Working on a temporal (keeping and querying snapshots efficiently) NoSQL storage system (Open Source)/ Searching help


#1

Hi, I’m working on a temporal storage system, which is capable of reconstructing a revision in O(n+e) whereas n is the number of nodes stored in the revision and e is the number of nodes, which have been deleted from the previous revision.

I’m currently working on a RESTful API for storing, retrieving JSON data (besides XML). The core is written in Java, but I want to provide the best possible API for Kotlin as in my opinion it’s simply a modern, better Java.

Key features are:

  • log-structured storage system with copy-on-write semantics especially well suited for SSDs (random reads, writes are batched and synced to disk when a commit is issued)
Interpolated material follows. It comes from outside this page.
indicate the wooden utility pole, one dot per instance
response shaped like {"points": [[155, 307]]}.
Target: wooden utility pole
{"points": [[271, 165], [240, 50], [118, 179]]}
  • implements a novel versioning algorithm called sliding snapshot, which balances read/write-performance and has other beneficial characteristics. We also implement full, incremental and differential versioning at the record-level

  • user defined, typed, versioned index structures as well as a path summary of each XDM- or JSON-resource/document (also versioned)

  • stores hashes of the page-fragments in parent pointers in our main hash array based trie structure in the indirect pages as in ZFS. In the future these can be used to validate the integrity of the whole resource

  • compression of each page, as well as encryption in the future to provide encryption at rest

  • for each XDM/XML-node or JSON-node in our on-disk structure we optionally store the descendant-count, the child-count as well as a hash of the content

  • a diff algorithm, which uses our stable node-identifiers and optionally hashes for comparisons of node-pairs in different revisions

  • a RESTful, asynchronous, temporal API written with Vert.x in Kotlin

  • several temporal XPath axis extensions, which could also be used for JSON in the future

  • several XQuery functions to open, diff, commit… a resource

  • opening revisions of resources either by an ID or via a given timestamp. In case of the given timestamp the revision is searched by binary search and either the revision is found or the revision, which is closest to the given point in time is opened

So, in general I’d love to get any input and especially help with a Kotlin API to for instance store Kotlin functions as stored procedures on the HTTP-server :slight_smile:

My goal is to release version 0.9 with a rudimentary RESTful API for both XML and JSON, but without the query capabilities for JSON as of now. For 1.0 I’d like to fix bugs, add a lot more unit- and integration tests and provide a JSONiq binding to use XQuery for querying (as with the XML data). Plus I want to add a really nice Kotlin-API, maybe even a DSL :slight_smile:

kind regards
Johannes